Re: Grounds for Formal Objections

> On Mar 20, 2019, at 0:12, Jeff Jaffe <jeff@w3.org> wrote:
> 
> Absence of formal objections is an indication that an organization is successful in deciding by consensus.  It might be an indication that the process does not require FOs.  Or it could equally indicate that the existence of the escape valve (the FO) drives people towards consensus.

Good point.

> On Mar 20, 2019, at 11:15, fantasai <fantasai.lists@inkedblade.net> wrote:
> 
> [...]
> 
> There was no process violation. Would you disregard the i18n's FO in
> such a case just because there was no process violation?
> 
> Formal objections for process violations are only necessary if the chair is not
> doing his/her job correctly. In a well-chaired group, they will only happen on
> technical grounds. If you don't allow them to happen on technical grounds then
> there is no technical escalation path: each WG is the ultimate authority on its
> specs, and there is no means of appeal.
> [...]
>  Since you're not proposing to do that, the TAG has no formal authority
> over technical decisions, and their feedback can be rejected by the WG after
> careful consideration. There's no process violation. There's still a formal
> objection. Now what?

The approach that would be followed there is that when the feedback from the TAG or the i18n group is rejected, that has to be shown in a disposition of comments.

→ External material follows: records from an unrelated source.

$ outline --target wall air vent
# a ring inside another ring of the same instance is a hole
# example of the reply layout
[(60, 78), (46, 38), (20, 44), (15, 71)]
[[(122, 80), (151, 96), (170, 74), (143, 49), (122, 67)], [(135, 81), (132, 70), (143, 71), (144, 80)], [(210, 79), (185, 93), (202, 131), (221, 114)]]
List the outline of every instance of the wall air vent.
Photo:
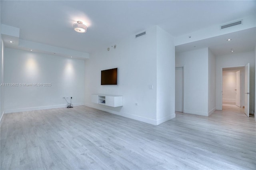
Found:
[(143, 32), (142, 32), (141, 33), (140, 33), (136, 35), (135, 36), (135, 38), (138, 38), (138, 37), (140, 37), (140, 36), (144, 36), (144, 35), (146, 35), (146, 31), (144, 31)]
[(237, 25), (240, 25), (243, 24), (243, 20), (240, 20), (240, 21), (237, 21), (236, 22), (233, 22), (232, 23), (220, 26), (220, 29), (223, 29), (224, 28), (227, 28), (228, 27), (232, 27), (233, 26), (236, 26)]

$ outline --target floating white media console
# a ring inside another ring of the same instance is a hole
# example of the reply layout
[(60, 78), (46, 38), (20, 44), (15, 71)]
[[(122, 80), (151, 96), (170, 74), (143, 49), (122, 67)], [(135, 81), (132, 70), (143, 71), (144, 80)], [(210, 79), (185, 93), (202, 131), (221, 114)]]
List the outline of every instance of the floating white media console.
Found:
[(92, 95), (92, 102), (112, 107), (123, 105), (123, 96), (94, 94)]

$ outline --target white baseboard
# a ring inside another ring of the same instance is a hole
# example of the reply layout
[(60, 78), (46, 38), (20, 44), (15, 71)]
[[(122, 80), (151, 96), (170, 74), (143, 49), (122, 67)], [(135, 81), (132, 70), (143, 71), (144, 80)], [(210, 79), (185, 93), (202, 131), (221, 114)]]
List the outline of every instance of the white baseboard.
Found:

If it is not there, or if it's there but looking at it shows that it was brushed off without meaningful consideration, there's ground for a a process based FO (based on section 3.3.3 of the Process being violated).

The interesting case is if there is a DoC and the feedback has been properly addressed, but rejected. First, even without anything in the Process, the Team can attempt to mediate a compromise. But let's say that fails.

At least in the case of the REC track, the way that would be caught is when there's an AC Review for moving to a new maturity level. The DoC would show that the WG disagreed with the horizontal review groups or the TAG, so the AC could make a judgement call as to whether that was appropriate, or if the spec should be rejected on these grounds and sent back for further work. To facilitate that, we could (either in practice, or via the Process if needed) make sure that rejected feedback from horizontal review groups or the TAG must be highlighted in the Call for Review, and that the group whose comment has been rejected should document their recommendation to the AC (e.g. "unfortunate, but the spec as a whole is still useful, so approving it is fine", or "unless this is addressed, the spec is harmful to the web, so it should be rejected") with its rationale. Then the AC judge on these grounds.

Having said all that, I might have just convinced myself away from this proposal, for two reasons. I don't think either are necessarily complete show-stoppers, but they now make me lean the other way:

* The above does imply that even if we disallowed non procedural FOs to WG decisions, during AC Reviews, FO on non procedural grounds need to be possible as well, otherwise the AC cannot block. So we need to have a way to cope with those. As long as we do, we might as well allow direct non procedural FOs to WG decisions, without the indirection of an AC Review in between. Maybe the indirection is useful, as making the process more convoluted might discourage frivolous FOs. Maybe not.

* This approach also presumes that the AC is an active and engaged body. By and large, this is not the case today. Maybe that is something we can/should fix, but if not (and I am skeptical that we can), we should design the Process around that fact, and then having an FO process that can directly address non procedural issues is probably a better way. If that's something we can/should fix, maybe the above can work.